I think that having this is better than having nothing (which was the case in 11.0) so as long as we're good to live with the limitations it has, its better than what we had.

We can polish it to ignore network rewrites of interfaces that don't have the type 'internal' in the post-release

[nqb]

Looks good to me, let keep as-is.
I'm moving milestone to see how we can handle:

• routed networks
• interfaces without 'internal'

[nqb]

@julsemaan, could you backport all your fixes to maintenance/11.0 ?

At the moment, import is broken on maintenance/11.0 on Debian 11 (ipcalc-ng is not installed).

[nqb]

Here are the commits to backport:

• f53eca1 (only debian/control)
• 1c423d2
• 626c314
• 7985193

[julsemaan]

Before I do that I want to make sure:

• Do we backport the fixes?
• Do we only add a warning in maintenance/11.0 and leave the fix to 11.1+

Both are fine for me, the backport has a bit more risk since we don't have good test coverage of these tools yet

[nqb]

I was certainly unclear (again) in my first comment this morning but currently some fixes for this issue have been backported but some not.

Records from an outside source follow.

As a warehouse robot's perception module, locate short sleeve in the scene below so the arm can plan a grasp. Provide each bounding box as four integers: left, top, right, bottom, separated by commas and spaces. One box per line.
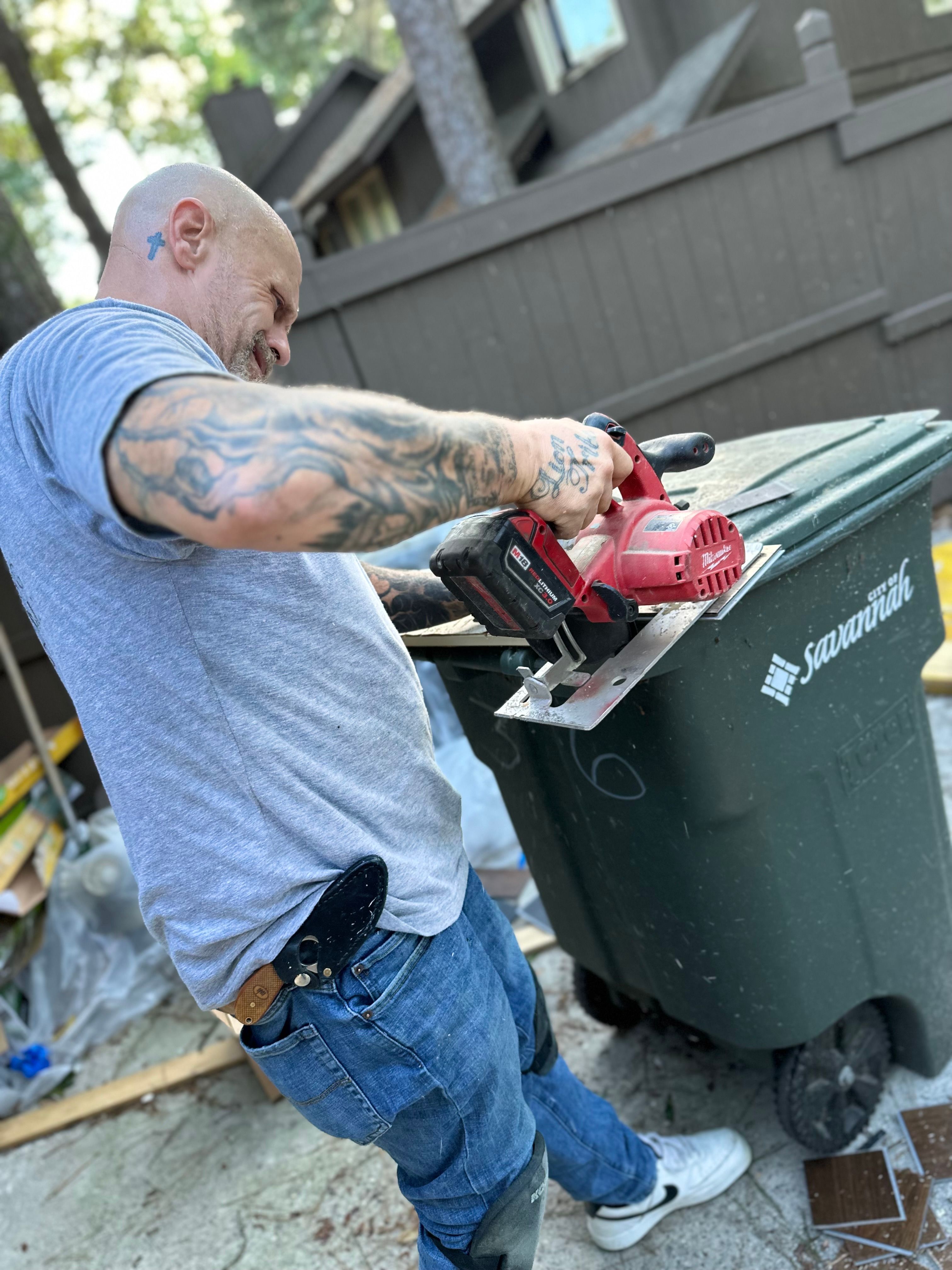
14, 300, 231, 556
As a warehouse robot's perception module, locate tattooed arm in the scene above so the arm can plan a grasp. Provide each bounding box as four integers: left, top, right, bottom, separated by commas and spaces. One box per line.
362, 560, 468, 634
105, 376, 631, 551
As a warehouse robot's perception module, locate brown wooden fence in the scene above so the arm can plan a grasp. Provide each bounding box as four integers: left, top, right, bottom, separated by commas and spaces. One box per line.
287, 16, 952, 500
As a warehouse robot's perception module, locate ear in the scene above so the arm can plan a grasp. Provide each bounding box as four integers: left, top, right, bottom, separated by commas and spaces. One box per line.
169, 198, 214, 272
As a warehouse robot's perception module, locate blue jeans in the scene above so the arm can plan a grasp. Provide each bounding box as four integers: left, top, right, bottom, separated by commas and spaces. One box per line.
241, 871, 655, 1270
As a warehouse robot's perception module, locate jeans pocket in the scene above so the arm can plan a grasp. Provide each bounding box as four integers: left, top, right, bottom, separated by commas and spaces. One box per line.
340, 934, 432, 1019
240, 1024, 390, 1146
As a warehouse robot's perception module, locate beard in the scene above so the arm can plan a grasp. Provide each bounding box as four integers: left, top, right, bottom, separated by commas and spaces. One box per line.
227, 330, 278, 384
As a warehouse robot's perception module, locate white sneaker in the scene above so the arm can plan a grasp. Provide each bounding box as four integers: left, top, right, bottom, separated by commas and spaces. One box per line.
585, 1129, 750, 1252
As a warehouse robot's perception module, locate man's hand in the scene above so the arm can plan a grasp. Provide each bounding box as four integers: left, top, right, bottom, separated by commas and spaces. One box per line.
504, 419, 632, 539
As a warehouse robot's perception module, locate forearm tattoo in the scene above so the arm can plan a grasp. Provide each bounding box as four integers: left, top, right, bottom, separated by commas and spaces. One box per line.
110, 377, 517, 551
363, 561, 468, 634
530, 432, 598, 498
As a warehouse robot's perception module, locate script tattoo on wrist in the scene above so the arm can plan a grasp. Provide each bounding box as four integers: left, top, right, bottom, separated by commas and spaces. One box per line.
529, 432, 598, 499
110, 376, 517, 551
363, 561, 467, 635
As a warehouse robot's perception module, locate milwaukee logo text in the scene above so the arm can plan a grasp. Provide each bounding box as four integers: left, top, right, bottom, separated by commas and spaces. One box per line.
701, 542, 734, 569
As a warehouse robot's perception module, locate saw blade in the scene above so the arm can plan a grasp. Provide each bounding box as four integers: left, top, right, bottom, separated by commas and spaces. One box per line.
495, 546, 782, 731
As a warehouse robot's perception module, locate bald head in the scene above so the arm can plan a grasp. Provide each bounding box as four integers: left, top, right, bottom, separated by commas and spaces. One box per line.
98, 164, 301, 380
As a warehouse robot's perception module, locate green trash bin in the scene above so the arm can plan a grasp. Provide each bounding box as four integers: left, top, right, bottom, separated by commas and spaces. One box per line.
418, 411, 952, 1151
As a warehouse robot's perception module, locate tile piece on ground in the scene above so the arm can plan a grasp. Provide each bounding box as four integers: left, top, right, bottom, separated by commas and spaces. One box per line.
899, 1102, 952, 1182
836, 1156, 932, 1265
803, 1151, 905, 1229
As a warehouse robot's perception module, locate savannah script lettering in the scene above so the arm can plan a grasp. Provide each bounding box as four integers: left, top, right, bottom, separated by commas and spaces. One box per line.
800, 556, 915, 683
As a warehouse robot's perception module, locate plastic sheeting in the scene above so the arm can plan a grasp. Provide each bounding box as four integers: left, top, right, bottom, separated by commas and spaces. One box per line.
364, 521, 523, 869
0, 810, 178, 1116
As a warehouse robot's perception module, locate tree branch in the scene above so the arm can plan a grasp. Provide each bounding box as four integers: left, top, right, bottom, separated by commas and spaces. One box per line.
0, 10, 109, 264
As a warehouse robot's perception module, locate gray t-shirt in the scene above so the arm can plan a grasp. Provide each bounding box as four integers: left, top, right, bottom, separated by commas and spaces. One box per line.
0, 300, 467, 1008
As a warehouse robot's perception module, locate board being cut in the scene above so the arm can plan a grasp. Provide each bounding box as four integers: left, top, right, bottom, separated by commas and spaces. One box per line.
899, 1102, 952, 1182
836, 1156, 932, 1265
803, 1151, 906, 1233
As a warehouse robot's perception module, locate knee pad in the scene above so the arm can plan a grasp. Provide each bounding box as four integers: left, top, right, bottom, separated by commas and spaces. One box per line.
523, 966, 558, 1076
430, 1133, 548, 1270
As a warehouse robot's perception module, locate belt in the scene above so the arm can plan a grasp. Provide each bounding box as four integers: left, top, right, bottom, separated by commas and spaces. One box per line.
221, 856, 387, 1024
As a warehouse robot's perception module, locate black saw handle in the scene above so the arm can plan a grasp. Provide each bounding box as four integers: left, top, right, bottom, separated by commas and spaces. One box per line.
583, 414, 715, 480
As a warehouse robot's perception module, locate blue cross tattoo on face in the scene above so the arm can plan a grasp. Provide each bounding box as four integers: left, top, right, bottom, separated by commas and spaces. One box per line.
146, 230, 166, 260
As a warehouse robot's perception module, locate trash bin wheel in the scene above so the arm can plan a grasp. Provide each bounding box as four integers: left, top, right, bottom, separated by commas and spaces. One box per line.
572, 961, 645, 1029
774, 1001, 891, 1154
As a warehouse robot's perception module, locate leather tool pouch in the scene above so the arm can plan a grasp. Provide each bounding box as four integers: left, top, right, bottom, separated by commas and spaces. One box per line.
272, 856, 387, 988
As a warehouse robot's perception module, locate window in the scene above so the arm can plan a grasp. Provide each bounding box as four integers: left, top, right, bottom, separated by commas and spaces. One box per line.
338, 168, 402, 246
522, 0, 627, 93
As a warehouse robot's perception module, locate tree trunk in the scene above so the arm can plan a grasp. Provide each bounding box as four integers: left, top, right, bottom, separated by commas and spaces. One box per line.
0, 10, 109, 264
390, 0, 515, 207
0, 189, 60, 356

So I suggest we backport everything.

[julsemaan]

[julsemaan]

I'm building maintenance/11.0-6636 with (hopefully) all the fixes

We can then try the build and merge that branch into maintenance/11.0 for more confidence in the fixes

[julsemaan]

maintenance/11.0-6636 is on par with devel as far as how this behaves

[nqb]

@julsemaan, can we backport remaining things to maintenance/11.0 ?

[julsemaan]

I never actually tried maintenance/11.0-6636 (only tried the devel fixes from what I recall), would you have time to give it a try to make sure it works as expected and we can then merge

Or I can put this in my pipeline and test it at some point, not exactly sure when though

[nqb]

I will test fix on maintenance/11.0-6636 when I have time.

[nqb]

@julsemaan, it looks like maintenance/11.0-6636 has no difference regarding import with maintenance/11.0.

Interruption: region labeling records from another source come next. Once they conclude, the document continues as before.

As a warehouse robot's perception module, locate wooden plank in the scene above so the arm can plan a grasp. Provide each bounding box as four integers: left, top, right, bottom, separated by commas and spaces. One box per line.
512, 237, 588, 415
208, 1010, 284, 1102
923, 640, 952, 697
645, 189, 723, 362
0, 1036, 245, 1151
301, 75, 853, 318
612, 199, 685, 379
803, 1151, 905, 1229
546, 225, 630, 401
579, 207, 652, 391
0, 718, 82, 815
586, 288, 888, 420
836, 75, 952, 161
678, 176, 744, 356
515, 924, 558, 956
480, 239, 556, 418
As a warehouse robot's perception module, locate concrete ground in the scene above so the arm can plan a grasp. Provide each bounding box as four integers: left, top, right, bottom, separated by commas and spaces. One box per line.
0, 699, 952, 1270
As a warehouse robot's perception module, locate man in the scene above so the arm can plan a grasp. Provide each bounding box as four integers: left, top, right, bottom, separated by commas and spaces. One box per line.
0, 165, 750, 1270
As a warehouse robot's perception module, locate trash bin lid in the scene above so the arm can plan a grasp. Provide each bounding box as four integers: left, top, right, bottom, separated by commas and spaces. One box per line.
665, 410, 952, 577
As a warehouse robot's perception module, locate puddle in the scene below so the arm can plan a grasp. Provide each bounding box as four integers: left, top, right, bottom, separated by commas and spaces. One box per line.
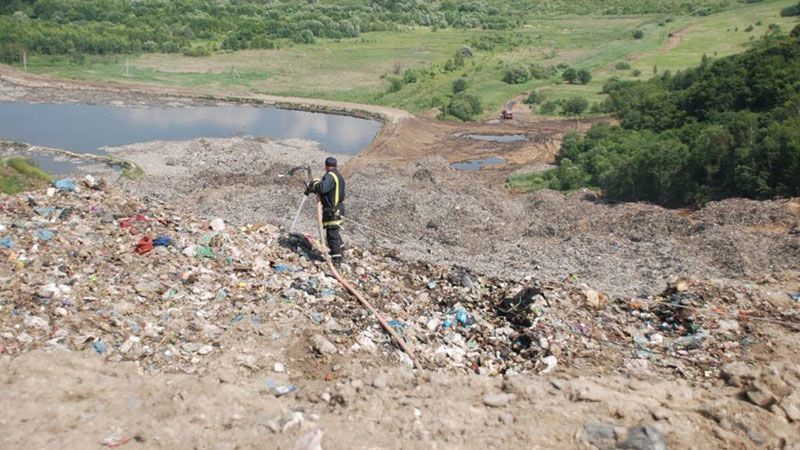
0, 103, 381, 173
465, 134, 528, 142
450, 156, 506, 172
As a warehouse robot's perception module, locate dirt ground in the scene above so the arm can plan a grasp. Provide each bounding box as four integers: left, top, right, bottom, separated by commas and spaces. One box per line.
0, 69, 800, 450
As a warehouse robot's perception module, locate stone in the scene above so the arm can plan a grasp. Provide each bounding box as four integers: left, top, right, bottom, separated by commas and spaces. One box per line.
483, 393, 511, 408
209, 217, 225, 232
311, 334, 336, 355
372, 374, 389, 389
745, 381, 777, 408
617, 426, 667, 450
583, 289, 608, 308
720, 361, 757, 387
780, 391, 800, 422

Fix: 9220701 has been already backported to maintenance/11.0.

I would expect to see almost all commits listed here

[julsemaan]

I just checked and the changes are in maintenance/11.0 so it must have been done at some point but we forgot to update this issue.

@nqb, I'll let you confirm what I found and we can then close

[nqb]

I'm closing this issue because I tested an import this morning and networks.conf has been migrated as I expect.

However, when you have routed networks, there is some adjustments to perform. I will open another issue for that.